Automating Business Processes

Publication Date: Jul 10, 2022
 

Automating Business Processes
Article by Johann Mifsud published in the Sunday Times of Malta on 10.07.2022 
 
In organisations, commercial and not, some tasks are repetitive in nature. Examples of such tasks are invoice settlement, opening a customer/supplier records and basic queries from customers. As well as, Back-office financial reconciliations, filling of forms, moving files and many more.
 
 As the organisation grows, so do the volumes of such tasks, from a few transactions a day, all the way to thousands or more a day. 
This increases the workload for personnel involved as handling such numbers can quickly become a significant effort, if done manually, consuming a substantial number of worker hours. Furthermore, this diverts human resources that could well be dedicated to more value-adding activities to non-engaging repetitive tasks.
 
From the employees’ perspective such work can become dull and non-engaging as well as error-prone. This often leads to stuff turnover in roles or departments with such type of work.
 
This does not have to be this way, as technology-based tools do exist to address such scenarios. Such tools come in different flavours, depending on the vendor they originate from. However, the common theme amongst them is Automation.  
 
Some names vendors utilise include Business Process Automation(BPA),   Robotic process automation (RPA), also known as software robotics, as well as Intelligent Automation.
 
In essence however, these tools provide a means to mimic back-office tasks of human workers.
 
They allow you to build and configure an automated workflow for instance,  to automatically fill  in forms or move  files, from one process stage to the next while automatically and run seamlessly within the business systems and processes. At a high level these systems provide the following functionality;
  • Automation Scripting building tools, requiring no or low code.

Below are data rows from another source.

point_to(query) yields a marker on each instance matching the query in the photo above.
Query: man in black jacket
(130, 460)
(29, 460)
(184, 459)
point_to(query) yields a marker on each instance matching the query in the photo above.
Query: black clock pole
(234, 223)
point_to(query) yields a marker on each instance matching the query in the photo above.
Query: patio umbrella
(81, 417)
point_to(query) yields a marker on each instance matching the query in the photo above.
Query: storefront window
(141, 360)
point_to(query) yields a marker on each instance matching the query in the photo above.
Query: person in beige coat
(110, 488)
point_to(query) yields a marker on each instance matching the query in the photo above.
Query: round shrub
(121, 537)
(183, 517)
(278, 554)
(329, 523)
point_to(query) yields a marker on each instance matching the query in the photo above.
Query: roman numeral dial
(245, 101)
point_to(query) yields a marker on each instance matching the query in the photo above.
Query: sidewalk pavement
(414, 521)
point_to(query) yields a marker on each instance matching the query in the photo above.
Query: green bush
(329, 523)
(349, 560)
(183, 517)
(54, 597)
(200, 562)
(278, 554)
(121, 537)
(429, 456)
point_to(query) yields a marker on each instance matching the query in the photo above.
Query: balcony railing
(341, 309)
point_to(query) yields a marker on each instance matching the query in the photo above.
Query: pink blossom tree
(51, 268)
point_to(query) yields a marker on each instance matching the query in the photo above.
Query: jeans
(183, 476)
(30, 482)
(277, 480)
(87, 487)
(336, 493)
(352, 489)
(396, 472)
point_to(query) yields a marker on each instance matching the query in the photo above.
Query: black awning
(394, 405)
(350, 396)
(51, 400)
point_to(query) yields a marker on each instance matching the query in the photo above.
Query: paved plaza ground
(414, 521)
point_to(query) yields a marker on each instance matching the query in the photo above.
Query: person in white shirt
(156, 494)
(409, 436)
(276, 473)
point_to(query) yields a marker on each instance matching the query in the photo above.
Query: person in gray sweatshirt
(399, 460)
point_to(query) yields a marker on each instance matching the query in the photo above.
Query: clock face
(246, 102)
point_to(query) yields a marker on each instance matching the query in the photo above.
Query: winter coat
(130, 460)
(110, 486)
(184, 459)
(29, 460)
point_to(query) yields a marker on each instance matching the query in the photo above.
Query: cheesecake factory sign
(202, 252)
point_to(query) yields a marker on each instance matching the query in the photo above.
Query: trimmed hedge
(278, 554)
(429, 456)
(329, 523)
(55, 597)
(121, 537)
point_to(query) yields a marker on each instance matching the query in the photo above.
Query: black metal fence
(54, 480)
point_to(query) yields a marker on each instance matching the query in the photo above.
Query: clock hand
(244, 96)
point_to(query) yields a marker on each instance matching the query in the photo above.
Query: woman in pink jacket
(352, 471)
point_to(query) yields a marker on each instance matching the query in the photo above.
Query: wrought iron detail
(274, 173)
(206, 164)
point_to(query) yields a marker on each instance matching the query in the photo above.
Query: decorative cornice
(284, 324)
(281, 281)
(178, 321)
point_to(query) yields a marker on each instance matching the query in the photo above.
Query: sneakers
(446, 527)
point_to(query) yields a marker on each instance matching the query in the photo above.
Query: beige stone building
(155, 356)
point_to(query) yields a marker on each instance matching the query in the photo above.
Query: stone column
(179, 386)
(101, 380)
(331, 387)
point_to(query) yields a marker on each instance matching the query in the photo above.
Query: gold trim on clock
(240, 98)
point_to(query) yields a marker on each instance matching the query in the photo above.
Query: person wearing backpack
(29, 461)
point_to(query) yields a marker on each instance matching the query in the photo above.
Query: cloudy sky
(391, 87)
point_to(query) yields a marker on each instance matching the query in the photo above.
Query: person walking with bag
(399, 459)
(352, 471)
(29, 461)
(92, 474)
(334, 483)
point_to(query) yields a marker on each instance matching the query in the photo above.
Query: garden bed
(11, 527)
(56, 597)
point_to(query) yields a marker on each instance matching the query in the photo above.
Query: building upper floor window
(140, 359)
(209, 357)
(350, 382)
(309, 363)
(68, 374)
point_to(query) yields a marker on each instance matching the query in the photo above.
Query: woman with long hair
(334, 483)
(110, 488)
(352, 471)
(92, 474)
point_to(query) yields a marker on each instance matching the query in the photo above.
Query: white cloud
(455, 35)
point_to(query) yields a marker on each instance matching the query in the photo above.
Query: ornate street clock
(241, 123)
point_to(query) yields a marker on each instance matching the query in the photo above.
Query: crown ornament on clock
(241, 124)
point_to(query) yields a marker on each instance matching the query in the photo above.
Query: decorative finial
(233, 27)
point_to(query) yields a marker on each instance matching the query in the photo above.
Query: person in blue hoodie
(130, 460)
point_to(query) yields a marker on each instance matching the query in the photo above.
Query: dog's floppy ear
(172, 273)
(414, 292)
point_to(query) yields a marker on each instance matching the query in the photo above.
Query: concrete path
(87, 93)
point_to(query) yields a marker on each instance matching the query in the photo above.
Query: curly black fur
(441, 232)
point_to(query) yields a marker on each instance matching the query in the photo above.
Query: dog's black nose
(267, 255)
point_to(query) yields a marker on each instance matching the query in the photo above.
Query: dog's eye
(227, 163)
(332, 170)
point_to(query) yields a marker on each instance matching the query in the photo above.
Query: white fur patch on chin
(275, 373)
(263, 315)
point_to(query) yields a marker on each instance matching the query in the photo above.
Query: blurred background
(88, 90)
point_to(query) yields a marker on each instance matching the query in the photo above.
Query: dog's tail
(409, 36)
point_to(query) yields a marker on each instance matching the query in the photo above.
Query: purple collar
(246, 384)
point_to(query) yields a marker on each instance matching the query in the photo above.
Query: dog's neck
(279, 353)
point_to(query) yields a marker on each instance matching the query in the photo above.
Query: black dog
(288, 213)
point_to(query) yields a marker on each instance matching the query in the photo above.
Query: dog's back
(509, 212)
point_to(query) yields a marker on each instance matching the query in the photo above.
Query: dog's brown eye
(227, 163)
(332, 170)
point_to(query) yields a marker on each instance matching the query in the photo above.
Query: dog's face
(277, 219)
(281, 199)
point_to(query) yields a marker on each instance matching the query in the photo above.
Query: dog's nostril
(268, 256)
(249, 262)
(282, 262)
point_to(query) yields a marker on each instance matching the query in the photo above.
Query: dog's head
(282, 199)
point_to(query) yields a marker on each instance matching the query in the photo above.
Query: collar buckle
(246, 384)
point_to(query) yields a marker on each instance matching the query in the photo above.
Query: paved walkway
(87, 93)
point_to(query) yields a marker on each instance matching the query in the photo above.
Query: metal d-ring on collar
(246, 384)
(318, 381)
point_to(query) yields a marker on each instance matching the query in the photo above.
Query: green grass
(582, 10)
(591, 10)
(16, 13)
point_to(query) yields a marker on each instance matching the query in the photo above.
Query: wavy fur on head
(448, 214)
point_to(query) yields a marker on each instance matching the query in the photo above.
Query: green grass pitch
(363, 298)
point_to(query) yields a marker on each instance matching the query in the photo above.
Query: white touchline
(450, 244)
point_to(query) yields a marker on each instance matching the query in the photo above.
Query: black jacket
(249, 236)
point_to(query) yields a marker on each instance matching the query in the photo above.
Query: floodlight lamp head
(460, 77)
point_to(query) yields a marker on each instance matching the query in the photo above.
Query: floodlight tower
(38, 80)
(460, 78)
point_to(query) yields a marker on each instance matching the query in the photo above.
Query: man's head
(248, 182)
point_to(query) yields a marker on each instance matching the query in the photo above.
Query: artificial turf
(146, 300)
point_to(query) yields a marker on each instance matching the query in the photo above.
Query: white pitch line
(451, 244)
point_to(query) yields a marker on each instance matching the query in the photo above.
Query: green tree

  • Tools used for configuration, document flow,  monitoring and security
  • Integration with other enterprise applications, such as financial systems (ERP).
 
 One must understand that in order for these tools to be properly integrated within an organisation and implemented, requires significant investment and are to be carried out by specialised experts. Also, one must not underestimate the considerable amount of effort from the recipient organisation in terms of documenting existing processes and data to be manipulated at each stage of the process.
 
Thus before an organisation embarks on a project, it is imperative to consider the investment involved as compared to current processes in order to ascertain if a threshold can be reached in terms of return on investment.
To properly compare, often times a comparison is done in terms of cost per document processed.
 
So, on the one hand there are costs involved in setting up and running a system. While on the other, we quantify the current number of document transactions processed and also, correctly, factor in the all costs involved in processing such documents with current manual process such as labour costs, current software costs etc and form these compute how much costs are involved in processing documents and hence cost per document.
 
With this information one can make an informed decision on whether to invest in the system taking into the current workload scenario as well as the envisioned medium-term future scenario with an increase in capacity taken into account. 
 
Once such a system is operating within an organisation, it offloads repetitive work from humans thus allowing them to focus on more value-adding work, while also increasing overall capacity at the organisational level. Not to mention the improved accuracy, streamlined processes and added efficiency.
 
In other words it lets humans to be creative and human and add value, and not make them become machines.
 
Finally, beyond the direct, quantifiable operational cost savings, less easily quantifiable factors, such as personnel engagement and possibly higher talent retention, can surely benefit organisations that invest in such systems, especially in times like these.
 
This article was prepared by collating various publicly available online sources.